The more impressive thing is how the British had a global empire for roughly 400 years, and their cuisine remained awful.

[–] [email protected] 9 points 1 week ago (1 children)

I think that's because British food we commonly see as awful stems from food rationing that went on during and after WWII, as far as I know well in the 1970s

[–] [email protected] 1 points 1 week ago (1 children)

That seems like a poor excuse, every country experienced rationing and they didn't revert to awful food. There's even a few dishes like fried spam and ramen that are actually pretty good.

[–] [email protected] 2 points 1 week ago (1 children)

American cuisine also suffered dramatically in the post-war period due to a reliance on, for example, canned vegetables.
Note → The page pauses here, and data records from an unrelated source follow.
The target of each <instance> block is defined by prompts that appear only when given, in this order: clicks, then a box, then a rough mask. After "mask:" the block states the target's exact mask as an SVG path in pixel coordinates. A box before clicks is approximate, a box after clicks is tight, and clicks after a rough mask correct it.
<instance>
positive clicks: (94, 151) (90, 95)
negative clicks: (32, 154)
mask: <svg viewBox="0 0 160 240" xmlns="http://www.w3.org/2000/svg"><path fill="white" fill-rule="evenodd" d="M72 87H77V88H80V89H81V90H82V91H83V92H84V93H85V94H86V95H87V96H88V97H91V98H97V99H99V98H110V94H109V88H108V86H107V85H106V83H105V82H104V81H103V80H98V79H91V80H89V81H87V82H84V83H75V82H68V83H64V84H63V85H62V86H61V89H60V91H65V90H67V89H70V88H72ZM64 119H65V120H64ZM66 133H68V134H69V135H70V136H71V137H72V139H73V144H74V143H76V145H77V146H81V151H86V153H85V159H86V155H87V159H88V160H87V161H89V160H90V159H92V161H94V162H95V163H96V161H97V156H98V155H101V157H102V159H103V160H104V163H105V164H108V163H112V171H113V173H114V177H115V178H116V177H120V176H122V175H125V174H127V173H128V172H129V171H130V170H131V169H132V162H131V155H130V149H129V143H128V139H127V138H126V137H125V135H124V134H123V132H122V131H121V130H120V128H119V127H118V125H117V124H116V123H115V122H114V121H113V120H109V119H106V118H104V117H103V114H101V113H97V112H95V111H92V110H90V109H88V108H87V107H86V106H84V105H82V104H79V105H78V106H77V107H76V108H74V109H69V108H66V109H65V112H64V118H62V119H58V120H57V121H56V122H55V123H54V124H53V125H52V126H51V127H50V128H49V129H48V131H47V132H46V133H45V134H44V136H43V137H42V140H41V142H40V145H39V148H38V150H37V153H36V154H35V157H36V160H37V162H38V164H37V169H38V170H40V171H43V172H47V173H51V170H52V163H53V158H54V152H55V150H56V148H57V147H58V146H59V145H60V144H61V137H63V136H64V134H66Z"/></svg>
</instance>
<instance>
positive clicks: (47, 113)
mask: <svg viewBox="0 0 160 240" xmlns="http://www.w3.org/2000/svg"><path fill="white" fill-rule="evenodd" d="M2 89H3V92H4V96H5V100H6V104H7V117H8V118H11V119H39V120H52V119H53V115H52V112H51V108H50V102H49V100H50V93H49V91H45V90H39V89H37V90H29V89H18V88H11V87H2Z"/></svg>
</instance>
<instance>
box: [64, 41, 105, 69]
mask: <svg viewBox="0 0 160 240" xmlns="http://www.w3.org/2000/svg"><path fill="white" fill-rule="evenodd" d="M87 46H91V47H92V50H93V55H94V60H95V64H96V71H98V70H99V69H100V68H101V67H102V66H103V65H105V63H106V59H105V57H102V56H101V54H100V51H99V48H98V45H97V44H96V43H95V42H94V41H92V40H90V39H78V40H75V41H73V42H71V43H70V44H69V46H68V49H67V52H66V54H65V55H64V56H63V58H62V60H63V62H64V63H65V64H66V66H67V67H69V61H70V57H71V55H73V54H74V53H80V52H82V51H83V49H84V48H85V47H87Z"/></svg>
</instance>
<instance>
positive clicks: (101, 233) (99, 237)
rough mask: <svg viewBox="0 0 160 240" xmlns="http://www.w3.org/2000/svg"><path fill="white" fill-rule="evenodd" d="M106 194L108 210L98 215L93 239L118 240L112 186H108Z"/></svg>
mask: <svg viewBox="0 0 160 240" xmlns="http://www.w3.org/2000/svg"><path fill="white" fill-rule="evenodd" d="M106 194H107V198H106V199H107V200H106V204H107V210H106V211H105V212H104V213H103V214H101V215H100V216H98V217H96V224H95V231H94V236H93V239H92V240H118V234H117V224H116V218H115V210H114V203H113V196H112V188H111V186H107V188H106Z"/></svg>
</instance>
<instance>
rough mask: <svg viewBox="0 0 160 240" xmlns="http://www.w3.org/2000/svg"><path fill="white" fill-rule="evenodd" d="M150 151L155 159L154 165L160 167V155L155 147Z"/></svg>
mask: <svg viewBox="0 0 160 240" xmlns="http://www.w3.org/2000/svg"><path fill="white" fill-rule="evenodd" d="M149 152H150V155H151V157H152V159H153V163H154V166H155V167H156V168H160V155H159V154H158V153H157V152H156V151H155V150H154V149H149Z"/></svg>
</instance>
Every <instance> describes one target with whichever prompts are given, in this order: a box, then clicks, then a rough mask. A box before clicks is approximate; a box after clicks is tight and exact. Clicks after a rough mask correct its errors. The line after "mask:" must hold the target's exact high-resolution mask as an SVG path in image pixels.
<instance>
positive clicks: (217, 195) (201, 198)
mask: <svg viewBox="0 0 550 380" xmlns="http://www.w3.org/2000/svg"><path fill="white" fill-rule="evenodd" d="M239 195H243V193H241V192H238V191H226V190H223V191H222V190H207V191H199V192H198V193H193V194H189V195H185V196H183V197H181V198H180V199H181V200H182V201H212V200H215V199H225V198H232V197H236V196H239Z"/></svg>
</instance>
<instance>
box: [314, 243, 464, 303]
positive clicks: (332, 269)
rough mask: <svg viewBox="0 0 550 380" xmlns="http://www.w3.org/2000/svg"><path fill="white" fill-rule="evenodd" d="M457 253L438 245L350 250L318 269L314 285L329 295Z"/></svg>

A whole generation or two (boomers and Gen X) grew up not knowing what spices are, practically.

[–] [email protected] 2 points 1 week ago

Then they somehow put everything in Jello in the 50s because apparently decent cuisine was completely forgotten

[–] [email protected] 5 points 2 weeks ago (1 children)

Access to all those spices and they come up with bread sauce

[–] [email protected] 4 points 2 weeks ago

They sold those spices for profit, that's how empires work.

[–] [email protected] 1 points 1 week ago

Hey now, it's thanks to them that we have chicken tikka and butter chicken.

[–] [email protected] 2 points 1 week ago (1 children)

Blows my minds that Indian and Asian food at one point wasn't spicy, and it wasn't until Europian trade from the America's that changed the cuisine

[–] [email protected] 1 points 1 week ago (1 children)

They had pepper (actual, not chili).

[–] [email protected] 1 points 1 week ago (1 children)

That would be part of why I said chili peppers, not pepper.

[–] [email protected] 1 points 1 week ago

And I meant that they were still making food spicy hot

[–] [email protected] 1 points 1 week ago

*Johnny Appleseed approves this comment

[–] [email protected] 7 points 1 week ago (2 children)

It’s kinda like tomatoes being associated with italian cuisine

[–] [email protected] 4 points 1 week ago (1 children)
[–] [email protected] 3 points 1 week ago

Yep. Western bits of SA.

[–] [email protected] 3 points 1 week ago (1 children)

And spicy chili peppers being associated with Chinese, Thai, or Indian food

And potatoes being associated with Ireland... or Russia...

[–] [email protected] 3 points 1 week ago* (last edited 1 week ago)

Or native americans being stereotyped on horses

[–] [email protected] 5 points 1 week ago

Fuckin' Russians.

[–] [email protected] 5 points 2 weeks ago (1 children)

Kochia scoparia is another one like that, and also makes tumbleweeds

[–] [email protected] 2 points 1 week ago

I was about to say, there isn't just one tumbleweed. There are a bunch of plants that evolved to grow in a roundish shape, dry out, and unroot. I don't even know them by name, but my area has at least 3 distinct plants that could be considered tumbleweeds

[–] [email protected] 2 points 2 weeks ago

And they cause a tingling feeling when you get pricked by them.